Qualche riflessione. Il piano finanziario in questione, così come rimodulato, è quello che consente a questa amministrazione la riduzione della Tari del 10%. Un risultato eccezionale dopo trent’anni di aumenti. Un’operazione condotta senza intaccare il servizio e rispettando pienamente le regole. Anche un grande successo politico che a qualcuno è andato di traverso. Tanto che Risi, Falangone, Piccione e Siciliano arrivano a chiedere la revisione di quel piano, che altro non sarebbe che l’annullamento del taglio della tariffa. In soldoni, “non tagliate la Tari, meglio che i neretini svuotino le loro tasche che un nostro capitombolo politico e amministrativo”. Gli unici amministratori del Salento – evviva la sincerità – a chiedere una cosa del genere. Perché in tutti gli altri Comuni è normale che anche i consiglieri d’opposizione stiano dalla parte dei cittadini e cerchino di tutelarli. Ovunque, tranne a Nardò. Da non crederci.

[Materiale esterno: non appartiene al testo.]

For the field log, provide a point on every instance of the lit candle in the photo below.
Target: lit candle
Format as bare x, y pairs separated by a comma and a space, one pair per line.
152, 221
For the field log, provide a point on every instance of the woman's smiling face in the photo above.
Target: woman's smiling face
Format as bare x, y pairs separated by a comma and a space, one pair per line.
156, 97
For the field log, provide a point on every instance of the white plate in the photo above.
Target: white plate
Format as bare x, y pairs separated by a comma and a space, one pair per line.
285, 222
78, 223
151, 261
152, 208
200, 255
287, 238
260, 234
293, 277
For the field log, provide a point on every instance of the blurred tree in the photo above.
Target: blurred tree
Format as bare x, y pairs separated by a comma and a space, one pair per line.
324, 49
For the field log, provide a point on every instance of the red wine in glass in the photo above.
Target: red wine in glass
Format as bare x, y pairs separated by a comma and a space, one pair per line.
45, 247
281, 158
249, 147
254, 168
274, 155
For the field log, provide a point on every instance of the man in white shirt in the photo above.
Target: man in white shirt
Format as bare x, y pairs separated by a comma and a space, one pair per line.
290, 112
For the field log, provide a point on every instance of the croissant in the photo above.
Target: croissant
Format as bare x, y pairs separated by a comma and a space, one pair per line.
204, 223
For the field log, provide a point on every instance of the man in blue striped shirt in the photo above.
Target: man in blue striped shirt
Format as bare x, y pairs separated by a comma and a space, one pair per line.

Da non crederci, ma non troppo. Perché la storia non finisce qui. In questa città, purtroppo, ogni anno c’è una quota di risorse – comprese quelle della Tari – che il Comune non incassa perché un certo di numero di cittadini non paga, spesso perché non riesce. La legge, in casi come questi, induce i Comuni a spalmare il “buco” sui cittadini diligenti che pagano e quindi ad aumentare inevitabilmente il costo della Tari. È un sistema perverso, ma è previsto dalla legge. La vecchia amministrazione, retta da chi oggi presuntuosamente ci dice cosa fare e cosa non fare, aveva escogitato un sistema diverso. Cioè, prendere i fondi di bilancio e coprire il “buco”, con l’unico obiettivo di lasciate invariate le bollette. Salvo poi prosciugare le risorse per tutti gli altri servizi e tutte le altre esigenze della città. Abbiamo ereditato una situazione che, di fatto, per consentirci di tornare nel recinto della legittimità, ci avrebbe costretti ad aumentare la Tari del 15%. Lo sforzo di razionalizzazione sul piano finanziario, per fortuna, non solo ci ha consentito di scongiurare l’aumento, ma di arrivare anche al taglio medio del 10%.

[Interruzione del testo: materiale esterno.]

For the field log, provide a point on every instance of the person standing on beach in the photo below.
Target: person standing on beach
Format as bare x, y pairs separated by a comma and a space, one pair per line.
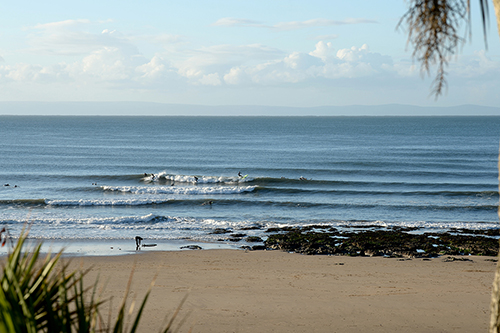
138, 241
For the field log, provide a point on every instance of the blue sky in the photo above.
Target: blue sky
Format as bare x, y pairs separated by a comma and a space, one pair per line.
273, 52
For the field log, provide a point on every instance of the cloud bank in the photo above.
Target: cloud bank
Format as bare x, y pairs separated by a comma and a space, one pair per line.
104, 59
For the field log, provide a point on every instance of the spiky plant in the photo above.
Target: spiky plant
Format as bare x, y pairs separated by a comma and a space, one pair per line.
38, 295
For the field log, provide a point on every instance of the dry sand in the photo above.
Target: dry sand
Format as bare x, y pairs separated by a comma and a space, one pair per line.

Qui sta il punto. Qui sta la differenza tra loro e noi. Tra chi ha gestito l’ente in modo a dir poco maldestro, riversando totalmente sui cittadini il costo economico e politico di tanta incapacità, e chi lo fa oggi con giudizio, a tutela dell’ente e dei cittadini. Tra chi vende bugie e fumo e chi si muove con concretezza. Il tempo, come sempre, sistema le cose e fa venire al pettine tutti i nodi.